A core layer of CDP Data Center is Cloudera Shared Data Experience (SDX), with uniform capabilities of Data catalog, Schema, Replication, Security, and Governance.
Cloudera SDX Shared Data Experience includes the following capabilities:
Schema | Automatic capture and storage of all schema and metadata definitions as platform workloads use and create them. |
Replication | Deliver data copies and data policies that the enterprise requires to work, with complete consistency and security. |
Security | Role-based access control applied consistently across the platform, including full stack encryption and key management. |
Governance | Enterprise-grade auditing, lineage, and governance capabilities applied across the platform with rich extensibility for partner integrations. |
Figure 2 shows a high-level view of the CDP Data Center architecture.
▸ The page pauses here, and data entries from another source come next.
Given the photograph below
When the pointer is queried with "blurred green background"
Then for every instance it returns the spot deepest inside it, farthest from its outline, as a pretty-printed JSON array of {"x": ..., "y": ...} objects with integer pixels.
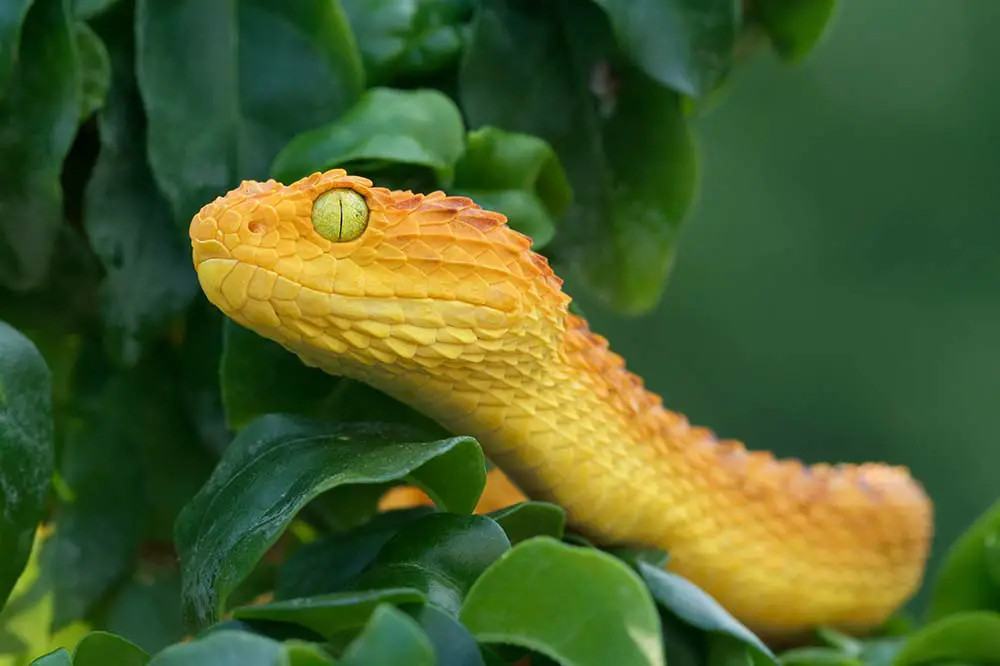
[{"x": 835, "y": 293}]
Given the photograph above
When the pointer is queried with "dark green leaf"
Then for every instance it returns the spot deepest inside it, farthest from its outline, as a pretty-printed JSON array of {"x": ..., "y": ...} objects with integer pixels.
[
  {"x": 440, "y": 554},
  {"x": 38, "y": 120},
  {"x": 276, "y": 465},
  {"x": 58, "y": 657},
  {"x": 690, "y": 603},
  {"x": 148, "y": 276},
  {"x": 453, "y": 644},
  {"x": 577, "y": 605},
  {"x": 684, "y": 44},
  {"x": 252, "y": 366},
  {"x": 972, "y": 637},
  {"x": 225, "y": 75},
  {"x": 95, "y": 70},
  {"x": 515, "y": 174},
  {"x": 329, "y": 614},
  {"x": 530, "y": 519},
  {"x": 391, "y": 638},
  {"x": 818, "y": 656},
  {"x": 629, "y": 154},
  {"x": 407, "y": 38},
  {"x": 147, "y": 610},
  {"x": 327, "y": 565},
  {"x": 796, "y": 27},
  {"x": 101, "y": 648},
  {"x": 12, "y": 13},
  {"x": 224, "y": 648},
  {"x": 386, "y": 126},
  {"x": 26, "y": 449},
  {"x": 963, "y": 582}
]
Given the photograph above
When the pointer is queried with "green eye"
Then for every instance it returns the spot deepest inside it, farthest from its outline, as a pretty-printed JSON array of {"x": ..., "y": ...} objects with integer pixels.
[{"x": 340, "y": 215}]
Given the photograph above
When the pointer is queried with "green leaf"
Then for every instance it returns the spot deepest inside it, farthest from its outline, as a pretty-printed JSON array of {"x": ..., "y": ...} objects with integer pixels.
[
  {"x": 691, "y": 604},
  {"x": 440, "y": 554},
  {"x": 253, "y": 365},
  {"x": 225, "y": 75},
  {"x": 39, "y": 115},
  {"x": 148, "y": 279},
  {"x": 578, "y": 606},
  {"x": 224, "y": 648},
  {"x": 963, "y": 581},
  {"x": 276, "y": 465},
  {"x": 684, "y": 44},
  {"x": 391, "y": 638},
  {"x": 795, "y": 27},
  {"x": 414, "y": 127},
  {"x": 517, "y": 175},
  {"x": 329, "y": 564},
  {"x": 530, "y": 519},
  {"x": 95, "y": 70},
  {"x": 453, "y": 644},
  {"x": 59, "y": 657},
  {"x": 101, "y": 648},
  {"x": 630, "y": 158},
  {"x": 328, "y": 614},
  {"x": 971, "y": 637},
  {"x": 26, "y": 449},
  {"x": 12, "y": 13},
  {"x": 407, "y": 38}
]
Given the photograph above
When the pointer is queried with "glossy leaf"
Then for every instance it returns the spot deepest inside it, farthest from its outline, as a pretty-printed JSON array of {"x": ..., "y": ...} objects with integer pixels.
[
  {"x": 59, "y": 657},
  {"x": 515, "y": 174},
  {"x": 391, "y": 638},
  {"x": 39, "y": 111},
  {"x": 224, "y": 648},
  {"x": 276, "y": 465},
  {"x": 629, "y": 156},
  {"x": 224, "y": 75},
  {"x": 970, "y": 637},
  {"x": 693, "y": 605},
  {"x": 440, "y": 554},
  {"x": 963, "y": 581},
  {"x": 452, "y": 642},
  {"x": 684, "y": 44},
  {"x": 330, "y": 563},
  {"x": 329, "y": 614},
  {"x": 795, "y": 27},
  {"x": 407, "y": 38},
  {"x": 414, "y": 127},
  {"x": 101, "y": 648},
  {"x": 578, "y": 606},
  {"x": 148, "y": 280},
  {"x": 252, "y": 366},
  {"x": 26, "y": 449},
  {"x": 12, "y": 13},
  {"x": 530, "y": 519}
]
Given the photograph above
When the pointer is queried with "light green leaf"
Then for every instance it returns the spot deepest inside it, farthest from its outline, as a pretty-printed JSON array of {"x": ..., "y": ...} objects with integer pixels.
[
  {"x": 329, "y": 614},
  {"x": 413, "y": 127},
  {"x": 276, "y": 465},
  {"x": 39, "y": 112},
  {"x": 390, "y": 639},
  {"x": 578, "y": 606},
  {"x": 224, "y": 75},
  {"x": 26, "y": 449}
]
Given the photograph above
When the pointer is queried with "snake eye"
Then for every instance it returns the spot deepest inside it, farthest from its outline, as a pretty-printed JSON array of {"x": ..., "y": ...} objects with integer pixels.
[{"x": 340, "y": 215}]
CDP Data Center Runtime consists of a large set of software components such as Apache HDFS, Apache Hive 3, Apache HBase, and Apache Impala, and many other components for specialized workloads. The full list is shown in Table 3.
Several preconfigured packages of services, sometimes known as cluster shapes, are available for common workloads. These services include:
Data Engineering | Provides the abilities to ingest, transform, and analyze data. Services include: HDFS, YARN, YARN Queue Manager, Ranger, Atlas, Hive, Hive on Tez, Spark, Oozie, Hue, and Data Analytics Studio. |
Data Mart | Enables you to browse, query, and explore your data in an interactive way. Services include: HDFS, Ranger, Atlas, Hive, Impala, and Hue. |
Operational Database | Provides low-latency writes, reads, and persistent access to data for Online Transactional Processing (OLTP) use cases and real-time insights. Services include: HDFS, Ranger, Atlas, and HBase. |
Figure 2: CDP Data Center high-level architecture
You can also create custom services and clusters from Cloudera Manager, which will deploy any combination of supported services that you select. Looking ahead to the CDP Private Cloud release, many of these preconfigured and custom packages will become containerized services known as Analytic Experiences.
Streaming Data | Using the custom services option in Cloudera Manager you can create either a simple or full Kafka cluster for data ingest and streams messaging, with monitoring and replication. This provides the capabilities for what Cloudera term their Stream Processing and Streams Messaging. Services include: Kafka, Schema Registry, Streams Messaging Manager, Streams Replication Manager, Cruise Control, and ZooKeeper. | Following the initial CDP Data Center, Cloudera will release Cloudera Flow Management (CFM), with support for the latest Apache NiFi and NiFi Registry releases, to be followed by Edge Management and Streaming Analytics with Apache Flink, Kafka Streams, and Spark Streaming. All these products will eventually and collectively become the Cloudera DataFlow (CDF) platform. |
Machine Learning | Machine Learning (ML) capabilities, also available with CDP Data Center, include support for the Cloudera Data Science Workbench (CDSW), a platform for collaborative data science at scale. CDSW enables data scientists and IT professionals to build and manage their own analytics pipelines and to quickly deploy models and interactive visual apps. | |
Key features, improvements, and benefits of CDP Data Center 7.1.1 include:
Streams Messaging | Complete and comprehensive Kafka streaming experience improving operational efficiency, business continuity and scalability. |
Data Engineering | Improved performance and interoperability for Apache Spark and management of data engineering workflows and pipeline creation. |
Data Warehouse | Faster SQL analytics on larger data sets, deeper understanding from unstructured data sources, and easier visualizations of business insights. |
Machine Learning | Data Science Workbench is now available on CDP Data Center with advanced control over experiments and model deployment. |
Operational Database | Improved performance, policy management and availability. |
SDX | Enhanced security, compliance and consistency across CDP. |
Support for in-place upgrades and migrations | From CDH 5.x and HDP 2.x to CDP Data Center. |
All the features and capabilities that are new to users migrating or upgrading from CDH or HDP are described in CDP Data Center components.